At the age of 65, most people would be thinking about slowing down and relaxing a little more.
Try telling that to Nick Sanders, however, who is about to attempt to become the first person in the world to circumnavigate the globe on an e-bike.
The intrepid Mancunian sets off on Friday from Rotterdam and will be on the road for the next seven-and-a-half months, his epic solo journey seeing him cover 19,000 riding miles through 20 countries powered by just a single battery and a spare.
Nick’s record attempt will be aboard a Wabash, the first-ever e-bike manufactured by Yamaha.
His journey will see him initially head south from the Netherlands with a projected arrival in Athens 18 days later.
From the Greek capital he’ll take the ferry to Haifa in Israel from where he’ll plot a course to Dubai via the Empty Quarter, part of the vast Arabian Desert. Mumbai is his next port of call, from where he’ll spend the next 40 days riding across India, including the Himalayas, en route to south-east Asia.
He’ll then head through Indonesia before riding the length of Australia from Darwin to Adeleide before landing in New Zealand from where he’ll fly from Auckland to Los Angeles before crossing the USA to New York for a flight back home at the end of April.
One of the world’s most experienced motorcycle adventurers, having already ridden around the world by motorbike and bicycle ten times – he was awarded an MBE in 2019 for ‘services to endurance cycling and motorcycling’ – the new challenge represents something completely different, with the e-bike restricted to 28km/h (16 mph).
A renowned globetrotter on two wheels, the father of three plans to record his journey via daily blogs and short video films but what possessed him to take on the attempt at his age?
“The e-bike is a revolutionary style of vehicle, the kind anybody can ride,” he said. “Most people are hesitant to ride ordinary bicycles as it is hard work but the e-bike takes a lot of the pain away.

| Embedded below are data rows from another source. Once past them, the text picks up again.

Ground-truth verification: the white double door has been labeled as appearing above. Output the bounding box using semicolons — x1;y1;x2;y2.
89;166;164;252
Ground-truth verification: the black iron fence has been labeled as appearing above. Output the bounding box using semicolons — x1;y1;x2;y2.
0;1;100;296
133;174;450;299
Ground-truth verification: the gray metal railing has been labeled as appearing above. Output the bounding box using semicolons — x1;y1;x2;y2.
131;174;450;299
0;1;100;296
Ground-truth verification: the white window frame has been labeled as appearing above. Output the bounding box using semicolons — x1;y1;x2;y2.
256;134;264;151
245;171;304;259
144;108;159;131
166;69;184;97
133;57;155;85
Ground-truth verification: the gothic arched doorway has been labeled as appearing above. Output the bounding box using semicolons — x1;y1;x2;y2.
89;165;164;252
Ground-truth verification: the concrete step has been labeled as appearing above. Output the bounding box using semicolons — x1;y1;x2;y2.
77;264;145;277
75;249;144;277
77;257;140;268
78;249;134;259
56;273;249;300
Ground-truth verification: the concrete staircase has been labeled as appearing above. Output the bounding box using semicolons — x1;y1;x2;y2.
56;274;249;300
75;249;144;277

“The bottom line is that every electric bike journey out there is one car journey less and that has to be a good thing for the environment.
“I’ve been thinking about this for the last two or three years and then Yamaha, who I have been with for the past 20 years or so, brought out an electric bicycle for the first time in their history so I suppose it was right time, right place for me.”
It’s all a far cry from his upbringing in a tough council estate in Ancoats in Manchester.
Now based in Powys, Wales, Nick has been in training for months and he’ll need to be in peak condition with no support team travelling alongside.
“I’m completely on my own from first thing in the morning when I set off to when I pull in for the day,” said Nick, whose challenge is also being supported by Squire Locks and Route YC.
“There’s no fear from my side. Yes, I’ve got to be careful about where I’m travelling because on a bicycle you’re a sitting duck. I am the slowest thing on the road and everything overtakes me. The biggest challenge might be the traffic in places like India.
“The bike is limited to about 28kmh and will come into its own on long steep hills such as when I’m going through the Himalayas. I can’t wait to experience that and show people how easy it is on an e-bike!
“You’re reliant on being a very jolly chap to stay alive. There’s a 10% chance of something going wrong. But there’s a 90% chance that I will come home. The majority of people are going to be so nice and kind. The world is a wonderful place and 99.9% of people are lovely but we tend to forget that.
“The bike won’t break down, I have every confidence in what Yamaha have produced. It’s more to do with me and if I start to fail or if I have a crash. I don’t think I will fail as I have been training really hard and feel strong and fit. If I have an accident, it would have to be a really bad knock to stop me doing this.”